What they mean is quite simple, but where they came from and how they ended up in their current usage is not so straightforward.

The word ‘digital’ comes from digit, which means fingers and toes in some ancient language, and since fingers and toes have been used for counting, digital means having to do with numbers. Today, the individual symbols that we use to write numbers (0, 1, 2, 3, etc.) are called digits. In the computer, we represent numbers with bits and bytes. One of the qualities of bits and bytes is their unambiguous nature. A bit is either on or off; there is no gray area in between. A byte is always in one of its 256 states; there is no state between two numbers like 123 and 124. The fact that these states change in steps is what we are referring to when we say digital.

The word ‘analog’ comes from the same place as ‘analogy’ and ‘analogous,’ thus it has to do with the similarity between two things.
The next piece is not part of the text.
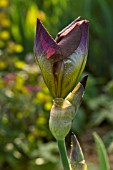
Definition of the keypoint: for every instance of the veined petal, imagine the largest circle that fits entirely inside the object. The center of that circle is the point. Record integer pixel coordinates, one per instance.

In the real world, most things change gradually and continuously, not in steps. A voice can be a shout or a whisper or absolutely anywhere in between.  When a telephone converts a voice into an electrical equivalent so that it can travel through a wire to another telephone, that electricity can also vary everywhere between being fully on and fully off. Sound and electricity are two very different things, but the essence of the voice has been duplicated with electricity. Since they are similar in that respect, we can say that the electrical pattern is an ‘analog’ of the voice. Although the meaning of ‘analog’ comes from this ‘similarity’ factor, when you make an analog, you are usually making an analog of something that is continuously variable. This idea of something being continuously variable has come to be the definition of analog when you are comparing digital and analog. Something that is analog can be anywhere within the entirety of some range, there are no steps.

Digital means change by steps and analog means change in a smooth continuous manner. Another way to say it is that digital means that the elements that make up a whole come from a finite number of choices, whereas analog means that a thing is made of parts that can be selected from an unlimited number of choices. A few non-computer examples may help to clarify this.

If you have a platform that is three feet above the floor, you can either build stairs for people to climb up to it, or a ramp. On the ramp, you can climb to any level between the floor and the platform; on the stairs, you only have as many choices as there are steps. The ramp is analog, the stairs are digital. 

Let’s say that you want to build a walkway in your garden. You have a choice of making the walkway out of concrete or out of bricks. If the bricks are three inches wide, then you can make a brick walk that is 30 inches wide, or 33 inches wide, but not 31 or 32. If you make the walk out of concrete, you can pour it to any width you want. The bricks are digital, the concrete is analog.